On Thu, Oct 13, 2016 at 8:19 AM, Elliot Gorokhovsky elliot.gorokhovsky@gmail.com wrote:
My first question was how expensive python compares are vs C compares. And since python 2 has PyString_AS_STRING, which just gives you a char* pointer to a C string, I went in and replaced PyObject_RichCompareBool with strcmp and did a simple benchmark. And I was just totally blown away; it turns out you get something like a 40-50% improvement (at least on my simple benchmark).
So that was the motivation for all this. Actually, if I wrote this for python 2, I might be able to get even better numbers (at least for strings), since we can't use strcmp in python 3. (Actually, I've heard UTF-8 strings are strcmp-able, so maybe if we go through and verify all the strings are UTF-8 we can strcmp them? I don't know enough about how PyUnicode stuff works to do this safely).
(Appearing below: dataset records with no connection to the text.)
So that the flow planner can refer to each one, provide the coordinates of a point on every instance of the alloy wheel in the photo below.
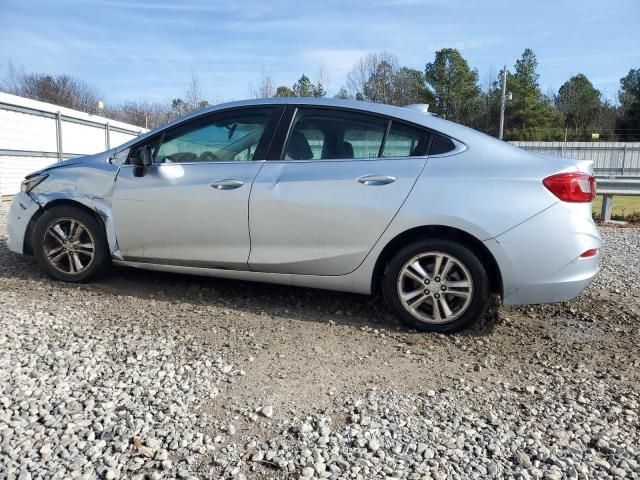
(69, 246)
(435, 287)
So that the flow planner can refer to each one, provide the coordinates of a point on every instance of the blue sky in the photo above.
(146, 49)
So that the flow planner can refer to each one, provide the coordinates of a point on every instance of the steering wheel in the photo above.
(208, 156)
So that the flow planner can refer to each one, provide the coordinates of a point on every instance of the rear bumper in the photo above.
(22, 210)
(540, 259)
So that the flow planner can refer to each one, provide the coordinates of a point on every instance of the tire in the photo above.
(80, 259)
(457, 305)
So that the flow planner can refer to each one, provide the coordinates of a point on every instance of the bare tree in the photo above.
(368, 71)
(141, 113)
(322, 80)
(62, 90)
(193, 98)
(266, 87)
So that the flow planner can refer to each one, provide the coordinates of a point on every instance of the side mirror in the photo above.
(141, 159)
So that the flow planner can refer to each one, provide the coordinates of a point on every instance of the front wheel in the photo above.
(69, 244)
(436, 285)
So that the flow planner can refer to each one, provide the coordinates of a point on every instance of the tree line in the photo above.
(448, 84)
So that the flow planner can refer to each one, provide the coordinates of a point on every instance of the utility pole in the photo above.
(503, 101)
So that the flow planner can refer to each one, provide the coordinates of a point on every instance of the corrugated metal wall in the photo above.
(35, 134)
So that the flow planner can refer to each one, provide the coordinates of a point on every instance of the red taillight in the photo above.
(572, 187)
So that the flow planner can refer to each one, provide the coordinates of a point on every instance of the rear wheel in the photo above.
(70, 245)
(436, 285)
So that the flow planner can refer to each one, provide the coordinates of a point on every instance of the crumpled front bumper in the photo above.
(22, 210)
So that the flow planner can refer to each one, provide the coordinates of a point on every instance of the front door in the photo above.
(191, 206)
(339, 182)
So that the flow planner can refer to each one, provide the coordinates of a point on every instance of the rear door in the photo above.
(191, 207)
(340, 179)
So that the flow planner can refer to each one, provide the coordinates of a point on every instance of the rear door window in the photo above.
(326, 134)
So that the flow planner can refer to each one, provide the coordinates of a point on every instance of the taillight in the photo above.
(572, 187)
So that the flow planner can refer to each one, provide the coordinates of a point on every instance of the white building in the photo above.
(35, 134)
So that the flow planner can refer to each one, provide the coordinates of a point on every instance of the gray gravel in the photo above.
(154, 376)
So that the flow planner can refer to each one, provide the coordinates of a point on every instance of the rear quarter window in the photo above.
(441, 144)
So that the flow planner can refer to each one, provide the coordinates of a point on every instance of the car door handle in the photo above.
(376, 179)
(227, 184)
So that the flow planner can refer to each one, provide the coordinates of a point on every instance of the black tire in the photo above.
(468, 310)
(92, 232)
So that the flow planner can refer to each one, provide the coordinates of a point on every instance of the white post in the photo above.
(503, 101)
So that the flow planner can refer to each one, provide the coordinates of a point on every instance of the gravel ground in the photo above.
(147, 375)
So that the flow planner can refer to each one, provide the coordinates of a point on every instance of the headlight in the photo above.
(30, 183)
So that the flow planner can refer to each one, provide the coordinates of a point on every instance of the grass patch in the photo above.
(623, 205)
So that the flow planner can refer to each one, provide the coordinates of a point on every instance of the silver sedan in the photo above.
(327, 194)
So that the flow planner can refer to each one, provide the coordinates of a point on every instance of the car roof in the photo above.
(451, 129)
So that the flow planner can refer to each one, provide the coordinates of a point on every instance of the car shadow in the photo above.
(304, 304)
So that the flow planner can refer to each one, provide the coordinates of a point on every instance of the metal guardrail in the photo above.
(609, 158)
(610, 186)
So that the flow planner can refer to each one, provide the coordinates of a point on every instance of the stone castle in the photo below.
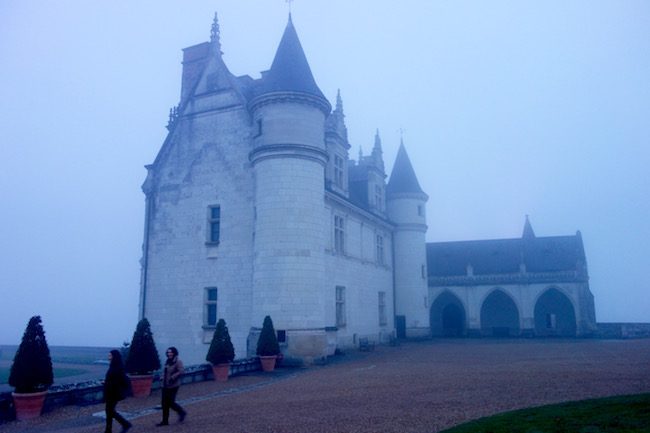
(254, 208)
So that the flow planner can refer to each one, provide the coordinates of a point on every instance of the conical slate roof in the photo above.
(290, 71)
(403, 179)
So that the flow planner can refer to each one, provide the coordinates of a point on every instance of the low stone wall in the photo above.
(92, 392)
(623, 330)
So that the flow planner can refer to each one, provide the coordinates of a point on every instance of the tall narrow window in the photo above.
(214, 224)
(379, 202)
(382, 308)
(338, 171)
(210, 310)
(340, 306)
(339, 234)
(380, 249)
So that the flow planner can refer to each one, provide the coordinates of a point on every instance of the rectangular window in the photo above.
(214, 224)
(338, 171)
(382, 309)
(210, 311)
(339, 234)
(340, 306)
(550, 321)
(380, 249)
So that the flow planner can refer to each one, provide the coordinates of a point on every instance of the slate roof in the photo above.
(290, 71)
(402, 178)
(504, 256)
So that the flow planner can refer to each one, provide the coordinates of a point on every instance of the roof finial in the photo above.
(215, 34)
(339, 101)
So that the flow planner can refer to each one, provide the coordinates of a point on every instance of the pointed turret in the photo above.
(528, 230)
(402, 178)
(406, 206)
(290, 71)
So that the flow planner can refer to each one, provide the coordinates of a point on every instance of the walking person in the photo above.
(171, 382)
(116, 385)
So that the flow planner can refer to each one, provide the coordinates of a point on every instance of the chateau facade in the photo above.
(254, 208)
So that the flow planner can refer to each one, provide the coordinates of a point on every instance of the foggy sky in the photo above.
(507, 109)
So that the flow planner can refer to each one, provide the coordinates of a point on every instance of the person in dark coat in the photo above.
(116, 385)
(171, 382)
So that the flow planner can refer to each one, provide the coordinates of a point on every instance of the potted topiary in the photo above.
(221, 352)
(268, 348)
(31, 372)
(142, 359)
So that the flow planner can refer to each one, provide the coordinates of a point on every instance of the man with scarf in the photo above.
(171, 382)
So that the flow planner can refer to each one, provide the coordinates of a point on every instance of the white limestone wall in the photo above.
(289, 239)
(411, 300)
(289, 161)
(362, 276)
(207, 164)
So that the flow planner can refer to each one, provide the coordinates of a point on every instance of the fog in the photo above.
(506, 109)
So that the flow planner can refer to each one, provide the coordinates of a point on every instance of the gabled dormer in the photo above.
(336, 142)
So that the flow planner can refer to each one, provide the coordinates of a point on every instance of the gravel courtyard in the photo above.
(415, 387)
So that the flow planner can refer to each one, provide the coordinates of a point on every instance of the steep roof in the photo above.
(290, 71)
(402, 178)
(504, 256)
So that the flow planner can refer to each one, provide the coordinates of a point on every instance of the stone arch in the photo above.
(555, 314)
(499, 315)
(447, 316)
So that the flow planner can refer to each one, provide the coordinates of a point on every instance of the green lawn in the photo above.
(58, 373)
(627, 414)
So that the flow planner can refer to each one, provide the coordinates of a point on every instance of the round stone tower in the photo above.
(289, 159)
(405, 204)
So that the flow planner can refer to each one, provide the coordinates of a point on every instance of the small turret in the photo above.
(406, 208)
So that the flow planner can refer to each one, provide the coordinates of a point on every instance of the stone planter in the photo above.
(268, 362)
(141, 385)
(221, 372)
(28, 405)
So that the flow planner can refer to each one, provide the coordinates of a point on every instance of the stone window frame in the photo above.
(381, 304)
(339, 171)
(340, 306)
(210, 303)
(379, 197)
(212, 222)
(380, 253)
(339, 234)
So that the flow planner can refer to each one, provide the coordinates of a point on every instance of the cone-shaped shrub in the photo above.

I'm not sure what you mean by "strcmp-able"; do you mean that the lexical ordering of two Unicode strings is guaranteed to be the same as the byte-wise ordering of their UTF-8 encodings? I don't think that's true, but then, I'm not entirely sure how Python currently sorts strings. Without knowing which language the text represents, it's not possible to sort perfectly.
https://en.wikipedia.org/wiki/Collation#Automated_collation """ Problems are nonetheless still common when the algorithm has to encompass more than one language. For example, in German dictionaries the word ökonomisch comes between offenbar and olfaktorisch, while Turkish dictionaries treat o and ö as different letters, placing oyun before öbür. """
Which means these lists would already be considered sorted, in their respective languages:
rosuav@sikorsky:~$ python3 Python 3.7.0a0 (default:a78446a65b1d+, Sep 29 2016, 02:01:55) [GCC 6.1.1 20160802] on linux Type "help", "copyright", "credits" or "license" for more information.
sorted(["offenbar", "ökonomisch", "olfaktorisch"])
['offenbar', 'olfaktorisch', 'ökonomisch']
sorted(["oyun", "öbür", "parıldıyor"])
['oyun', 'parıldıyor', 'öbür']
So what's Python doing? Is it a codepoint ordering?
ChrisA